After receiving her master’s degree, Gleason filled in temporarily at Kihei Public Library as branch manager and was hired permanently in 2012. “Then the new Bookmobile librarian position opened up,” she says, smiling. “Although I miss Kihei staff and patrons very much, this is more my speed,” she adds. “When I first became a librarian, I thought the Bookmobile would be a dream job, but there hadn’t been a Bookmobile Librarian position for more than 20 years. Then this great opportunity came along and there was just no way I could pass it up.” As a mother of twin toddlers, the timing couldn’t have been better for Gleason.
The concept of the Bookmobile is simple — bring library resources to places without library access. Some regular stops include community centers, senior housing, nursing homes, the correctional facility, public and private schools, and several preschools, but the Bookmobile also participates in some community events like big truck shows and the occasional ho‘olaulea. “If people aren’t able to come out and see us, we can bring books and materials to them,” Gleason says. “Our setup is very flexible, so we can move things around and make it easy for people to access items.

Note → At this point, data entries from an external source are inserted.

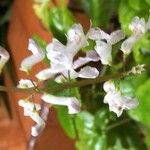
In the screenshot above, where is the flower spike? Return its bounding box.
[42,94,80,114]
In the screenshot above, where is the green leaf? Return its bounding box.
[128,0,149,11]
[81,0,119,29]
[95,108,110,132]
[119,73,147,97]
[57,106,76,139]
[32,35,50,65]
[75,111,95,140]
[119,0,136,35]
[129,79,150,127]
[133,33,150,65]
[33,0,49,29]
[49,6,75,44]
[119,0,149,35]
[107,121,146,150]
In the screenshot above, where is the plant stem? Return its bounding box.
[0,73,126,93]
[107,118,131,131]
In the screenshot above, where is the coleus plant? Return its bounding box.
[0,16,150,150]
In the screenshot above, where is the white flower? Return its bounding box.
[36,24,99,80]
[17,79,37,89]
[103,80,116,92]
[121,16,150,55]
[95,40,112,65]
[42,94,80,114]
[129,16,146,34]
[128,64,145,74]
[18,100,45,136]
[87,28,125,65]
[0,46,10,73]
[103,80,138,117]
[20,39,45,72]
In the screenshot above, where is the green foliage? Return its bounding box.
[34,0,150,150]
[49,6,75,43]
[57,106,76,139]
[130,79,150,127]
[56,88,80,139]
[118,0,150,35]
[133,33,150,65]
[81,0,120,29]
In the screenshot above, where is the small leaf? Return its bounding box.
[57,106,76,139]
[129,79,150,127]
[75,111,95,140]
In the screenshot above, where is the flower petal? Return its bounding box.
[78,66,99,78]
[123,96,139,109]
[121,35,140,55]
[20,39,45,72]
[103,80,116,92]
[72,50,100,69]
[108,30,125,45]
[20,55,44,72]
[17,79,37,89]
[87,27,110,41]
[42,94,80,114]
[36,68,57,80]
[95,41,112,65]
[46,39,66,63]
[129,16,146,34]
[67,24,88,57]
[29,112,45,136]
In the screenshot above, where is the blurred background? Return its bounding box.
[0,0,150,150]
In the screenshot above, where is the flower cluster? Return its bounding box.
[103,80,138,117]
[0,17,150,136]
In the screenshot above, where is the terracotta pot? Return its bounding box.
[5,0,89,150]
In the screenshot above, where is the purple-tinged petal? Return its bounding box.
[78,66,99,78]
[72,50,100,69]
[42,94,80,114]
[36,68,57,80]
[95,41,112,65]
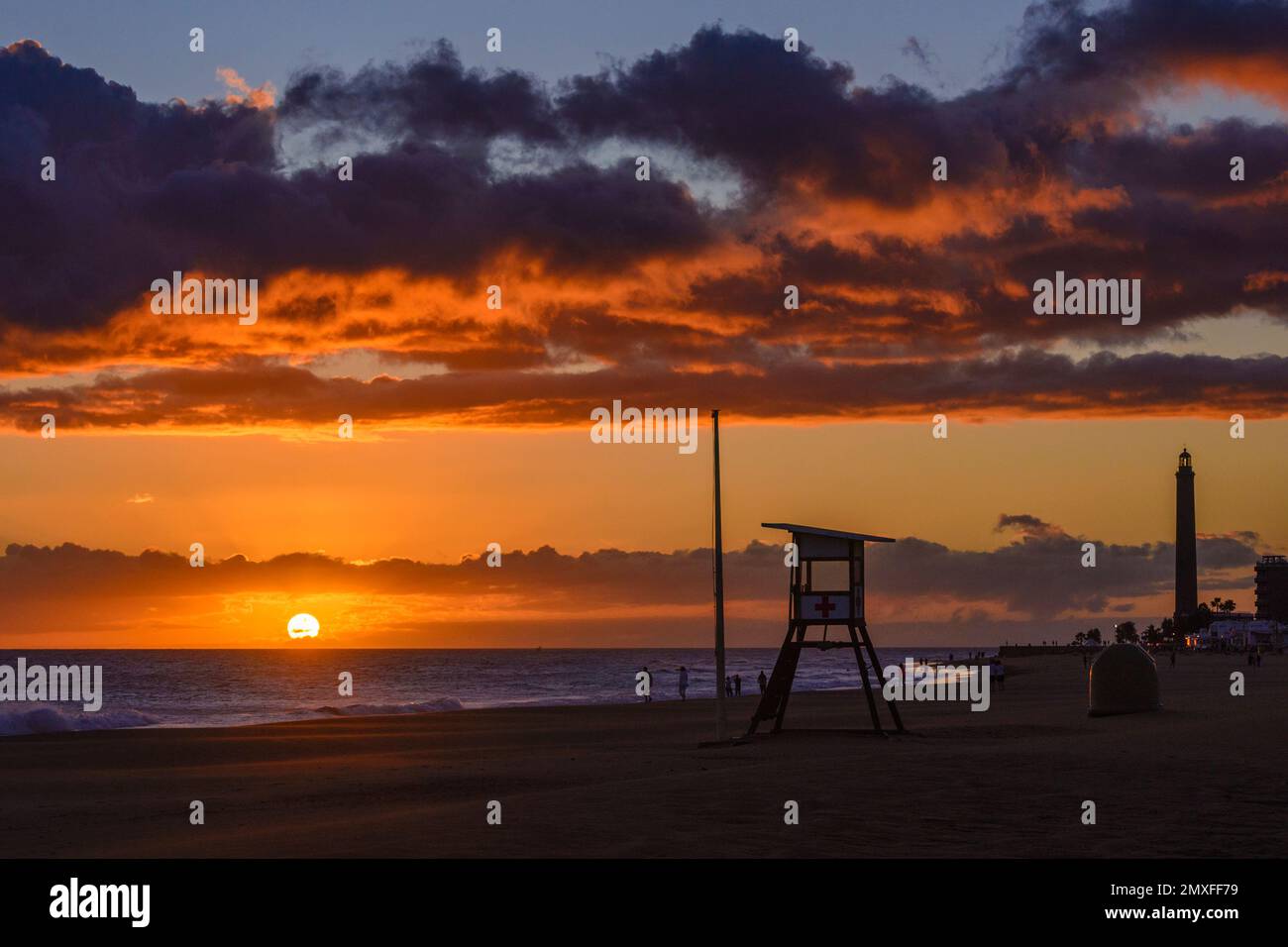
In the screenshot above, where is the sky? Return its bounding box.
[0,0,1288,647]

We even have a really cool awning that can be pulled out for added shade or shelter so patrons don’t necessarily have to enter the vehicle.”
Whether it’s story time with toddlers or supplementing school curriculum, librarians do more than just check out books. They have a responsibility to protect access to information and provide as best they can for their community. “We’re not just the people who shush you in the aisles,” Gleason jokes. Librarians often spend hours building collections and coordinating programs designed to educate, support literacy, and nurture a lifelong love of reading in people of all ages and backgrounds. “People don’t think that’s part of our job, but we have strong beliefs in freedom of information, open access to information, and to make sure that we’re breaking down barriers that prevent people from getting information.” And the Bookmobile is just one vehicle that enables Gleason to do exactly that. “Most people are usually happy to see us and thankful for the services we provide. That makes my job so much more rewarding.”